= Abassi (spirit) =

Nigerian god

Abassi (also known as Abasi or Awasi) is the supreme creator god of the Efik, Ibibio, and Annang people of Nigeria.

Following the arrival of Christian missionaries in Nigeria, Abassi was syncretized with the Christian concept of God and was referred to Abassi Ibom (in Ibibio and Efik myths) or Awasi Ibom (in Annang myths), although this interpretation is debated in present times. In certain versions of the myths, most notably ones originating from Annang folklore, the name Abassi is used in reference to other deities involved in the creation myth, which included Abassi Ibom.

== Representation ==
Abassi is depicted as an omnipresent and all-knowing deity, who is responsible for creating humans. However, Abassi does not directly interact with humans but communicates through a pantheon of spirits called ndem (in Efik and Ibibio myths) or nnem (in Annang myth). Abassi is also not directly worshipped, and thus shrines are not built in honor of Abassi, but the god's intermediaries instead, the ndem and the ancestor spirits, mbukpo (known as mme ete ete in Annang myths), with the latter helping its descendants to receive Abassi's favors.

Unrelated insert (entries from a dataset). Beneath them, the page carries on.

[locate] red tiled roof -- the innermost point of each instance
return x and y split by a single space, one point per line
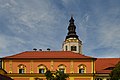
103 65
48 54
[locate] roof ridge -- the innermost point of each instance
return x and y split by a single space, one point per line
15 54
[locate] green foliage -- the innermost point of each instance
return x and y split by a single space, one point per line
58 75
115 73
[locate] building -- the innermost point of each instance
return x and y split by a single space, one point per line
31 65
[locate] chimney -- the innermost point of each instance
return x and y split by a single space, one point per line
48 49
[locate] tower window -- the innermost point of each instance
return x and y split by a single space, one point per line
42 69
66 48
21 71
82 68
21 68
73 48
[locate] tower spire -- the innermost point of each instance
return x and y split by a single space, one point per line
72 42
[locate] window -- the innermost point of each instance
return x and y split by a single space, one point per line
42 68
73 48
62 68
82 68
21 71
81 71
21 68
98 79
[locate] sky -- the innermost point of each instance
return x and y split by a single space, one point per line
42 24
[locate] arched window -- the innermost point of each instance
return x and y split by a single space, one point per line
82 68
62 68
21 68
73 48
42 68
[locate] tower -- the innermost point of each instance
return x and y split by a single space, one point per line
72 42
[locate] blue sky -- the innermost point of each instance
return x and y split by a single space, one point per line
42 24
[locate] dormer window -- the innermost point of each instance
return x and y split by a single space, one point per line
82 69
73 48
21 68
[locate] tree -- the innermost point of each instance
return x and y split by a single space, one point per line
115 73
58 75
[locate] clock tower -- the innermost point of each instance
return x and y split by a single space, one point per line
72 42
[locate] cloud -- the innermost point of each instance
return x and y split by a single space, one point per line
28 24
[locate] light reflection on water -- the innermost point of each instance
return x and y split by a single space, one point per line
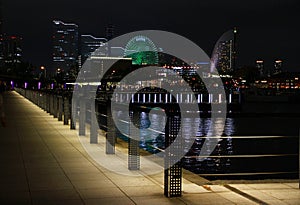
152 139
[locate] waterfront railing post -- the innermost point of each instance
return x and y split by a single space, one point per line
60 108
94 124
66 110
110 134
173 168
55 106
133 147
73 111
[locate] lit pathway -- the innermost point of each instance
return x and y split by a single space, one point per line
43 162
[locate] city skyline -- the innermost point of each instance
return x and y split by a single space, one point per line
266 30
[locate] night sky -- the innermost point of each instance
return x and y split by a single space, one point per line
268 29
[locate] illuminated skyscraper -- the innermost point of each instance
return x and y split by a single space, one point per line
92 45
12 49
65 45
278 66
225 53
260 67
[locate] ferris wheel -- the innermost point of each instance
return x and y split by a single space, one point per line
142 50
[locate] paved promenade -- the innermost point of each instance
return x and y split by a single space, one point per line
43 162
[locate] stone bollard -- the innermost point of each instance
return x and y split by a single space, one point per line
110 135
133 148
82 116
173 169
94 124
66 110
73 109
55 106
60 108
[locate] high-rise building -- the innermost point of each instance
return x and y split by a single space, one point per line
65 45
12 50
225 53
110 33
260 67
92 45
278 66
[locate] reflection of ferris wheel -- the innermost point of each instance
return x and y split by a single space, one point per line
142 50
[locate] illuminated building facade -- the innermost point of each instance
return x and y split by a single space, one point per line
260 67
91 45
278 66
65 45
224 56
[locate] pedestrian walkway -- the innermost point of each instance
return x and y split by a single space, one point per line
43 162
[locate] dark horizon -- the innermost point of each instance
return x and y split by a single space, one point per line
266 30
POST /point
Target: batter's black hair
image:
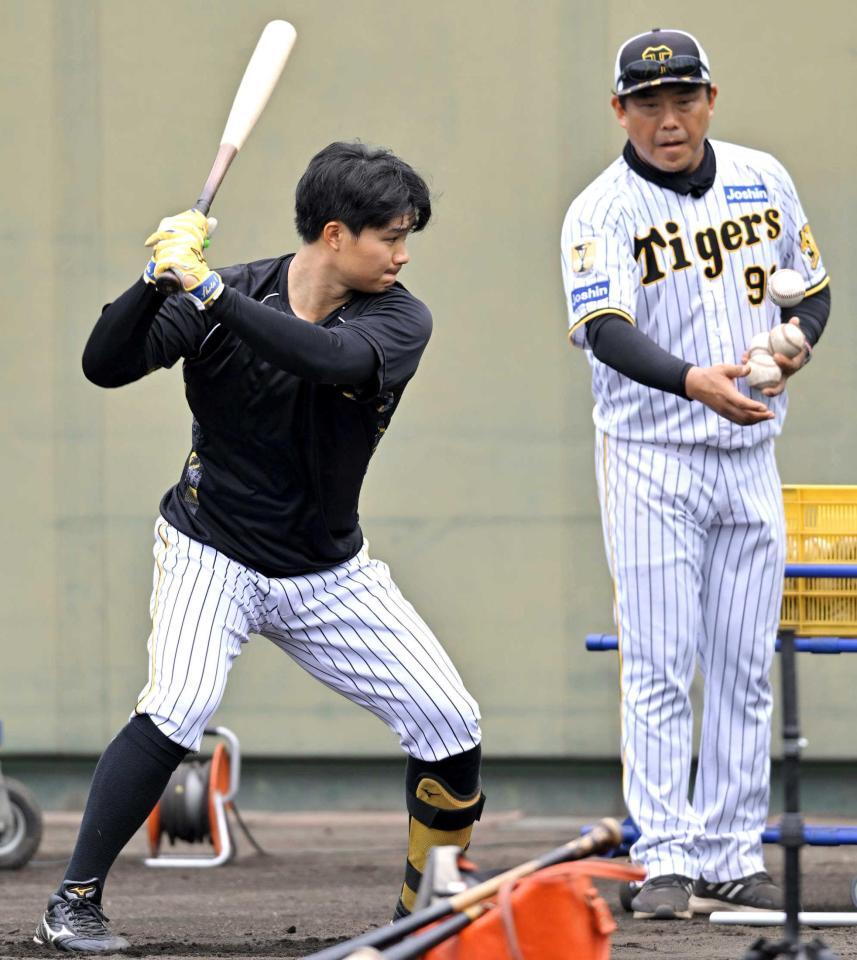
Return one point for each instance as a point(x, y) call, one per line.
point(361, 186)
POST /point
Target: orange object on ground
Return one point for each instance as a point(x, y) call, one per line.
point(553, 914)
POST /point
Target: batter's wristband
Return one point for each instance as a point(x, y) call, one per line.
point(431, 816)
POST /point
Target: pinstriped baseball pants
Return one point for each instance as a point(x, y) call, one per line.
point(695, 538)
point(348, 626)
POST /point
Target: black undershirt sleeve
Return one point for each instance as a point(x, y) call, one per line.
point(115, 353)
point(813, 313)
point(623, 347)
point(310, 351)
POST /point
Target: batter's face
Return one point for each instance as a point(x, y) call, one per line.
point(370, 261)
point(667, 124)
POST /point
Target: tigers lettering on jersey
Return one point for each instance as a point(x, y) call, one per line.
point(708, 244)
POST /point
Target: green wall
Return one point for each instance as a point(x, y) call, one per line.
point(482, 498)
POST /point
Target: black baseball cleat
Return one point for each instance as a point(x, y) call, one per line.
point(756, 892)
point(75, 922)
point(663, 898)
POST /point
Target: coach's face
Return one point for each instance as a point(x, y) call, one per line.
point(371, 260)
point(667, 124)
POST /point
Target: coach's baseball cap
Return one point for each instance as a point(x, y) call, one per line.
point(660, 56)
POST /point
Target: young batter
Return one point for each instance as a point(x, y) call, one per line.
point(293, 368)
point(666, 257)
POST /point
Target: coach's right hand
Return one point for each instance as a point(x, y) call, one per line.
point(715, 387)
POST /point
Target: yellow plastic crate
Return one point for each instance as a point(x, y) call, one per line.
point(821, 527)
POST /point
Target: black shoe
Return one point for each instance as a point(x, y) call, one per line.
point(75, 922)
point(664, 898)
point(756, 892)
point(400, 911)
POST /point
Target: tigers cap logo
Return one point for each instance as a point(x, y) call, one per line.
point(660, 53)
point(583, 256)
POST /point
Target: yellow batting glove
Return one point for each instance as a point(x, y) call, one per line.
point(178, 244)
point(192, 224)
point(192, 228)
point(183, 256)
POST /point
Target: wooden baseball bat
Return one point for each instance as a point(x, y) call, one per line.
point(604, 835)
point(263, 70)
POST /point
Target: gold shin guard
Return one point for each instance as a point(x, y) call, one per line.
point(438, 817)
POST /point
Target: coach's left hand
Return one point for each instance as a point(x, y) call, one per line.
point(788, 365)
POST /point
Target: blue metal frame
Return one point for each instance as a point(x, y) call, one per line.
point(821, 836)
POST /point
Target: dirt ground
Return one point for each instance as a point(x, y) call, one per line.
point(329, 876)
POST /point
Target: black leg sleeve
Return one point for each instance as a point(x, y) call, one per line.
point(130, 778)
point(459, 772)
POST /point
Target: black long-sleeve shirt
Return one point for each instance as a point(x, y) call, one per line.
point(286, 413)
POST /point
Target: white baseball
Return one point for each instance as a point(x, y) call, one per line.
point(760, 344)
point(787, 339)
point(786, 287)
point(764, 372)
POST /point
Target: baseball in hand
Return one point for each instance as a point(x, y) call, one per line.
point(760, 344)
point(787, 339)
point(764, 372)
point(786, 287)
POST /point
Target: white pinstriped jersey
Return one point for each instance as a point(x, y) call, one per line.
point(692, 274)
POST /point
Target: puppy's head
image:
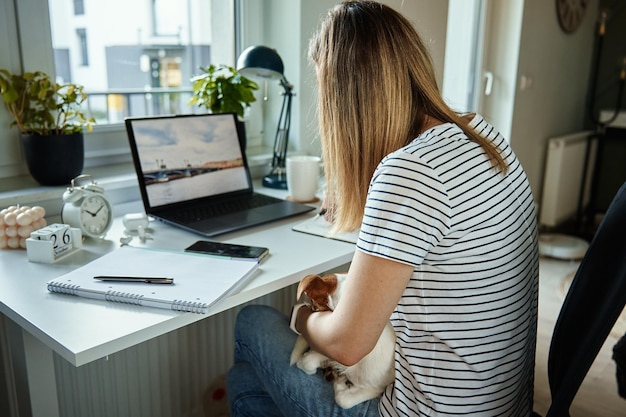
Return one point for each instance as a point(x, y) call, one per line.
point(320, 290)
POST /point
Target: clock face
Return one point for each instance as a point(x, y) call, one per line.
point(95, 215)
point(571, 13)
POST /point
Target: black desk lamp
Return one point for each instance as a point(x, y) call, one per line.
point(265, 62)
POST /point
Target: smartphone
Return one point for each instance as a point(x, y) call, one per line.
point(229, 250)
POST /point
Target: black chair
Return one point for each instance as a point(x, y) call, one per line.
point(592, 305)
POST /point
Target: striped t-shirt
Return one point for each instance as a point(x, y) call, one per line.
point(466, 323)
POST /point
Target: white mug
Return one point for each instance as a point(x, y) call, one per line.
point(303, 174)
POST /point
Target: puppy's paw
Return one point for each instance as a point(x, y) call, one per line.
point(311, 361)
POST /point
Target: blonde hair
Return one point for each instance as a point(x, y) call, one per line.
point(376, 85)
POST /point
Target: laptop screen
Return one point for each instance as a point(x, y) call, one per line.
point(184, 158)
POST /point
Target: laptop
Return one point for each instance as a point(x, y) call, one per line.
point(193, 174)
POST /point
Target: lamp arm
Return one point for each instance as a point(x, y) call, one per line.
point(281, 140)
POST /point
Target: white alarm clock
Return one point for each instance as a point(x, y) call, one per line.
point(87, 208)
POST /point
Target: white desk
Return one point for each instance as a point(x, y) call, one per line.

In versions of the myth where Abassi refers to a group of deities, Abassi Isong, who dwells on earth, plays the role of the messenger by sending messages from humans to Abassi Anyong (also known as Abassi Onyong or Abassi Enyong), who dwell on the skies. Abassi Anyong is responsible for conveying the message to Abassi Ibom. According to certain interpretations, Abassi Anyong is depicted as male while Abassi Isong is depicted as female.

== Legends ==

=== Origin of death ===
According to Efik mythology, after Abassi created the first humans, a woman and a man, his wife, Atai, told him to allow them to live on earth. Abassi was wary of this and originally rejected the idea since he was afraid of the humans’ potential to surpass him. Nevertheless, despite his reservation, he acquiesced to his wife's request, although he gave two rules before he sent the first humans to earth. The first rule was that they were not allowed to grow their own food, and the second one was that they were not allowed to procreate. The humans agreed with these rules, and for a while, everything was alright. Then, the woman started to plant seeds and grow food for them, which her husband agreed was more delicious than the food that Abassi gave them. Not long after that, they also broke the second rule. Abassi was incensed at his wife since his fear has become reality: The humans had forsaken him and were now posing a threat to his rule. To appease her husband, Atai decided to send death into the world, ensuring that humans would not be able to threaten Abaasi's supremacy.

=== Creation of the universe ===
In Annang mythology, Abassi Ibom created the skies (Anyong), the earth (Isong), and the ocean (Inyang Ibom). Originally, the skies and the earth were joined in heaven and the ocean was below them. One day, Abassi Ibom told one of his creations, a shapeshifting giant, to separate the skies from the earth. The giant succeeded and Abasi Ibom told the skies to stay above while the earth was told to go down. As it fell down, the earth sunk to the ocean. The surviving parts of the earth that remained visible became the coast. The giant, satisfied with his success, took a bath in the ocean water. He drowned and died and his body parts became the impetus of living things on earth. As part of the myth, it is said that when the skies covered the earth, daytime had arisen, and when the earth covered the skies, night had fallen.

=== The distant god ===
In Ibibio mythology, Abassi was described to have lived in the skies, nearby humans, and can be communicated directly to. However, he was disturbed by the noise of an old woman making fufu with her pestle. After days of this, he became deeply annoyed and chose to move as far away from humans to avoid the noise. Thus, humans could no longer communicate with Abassi directly and had to go through the spirits and the ancestors.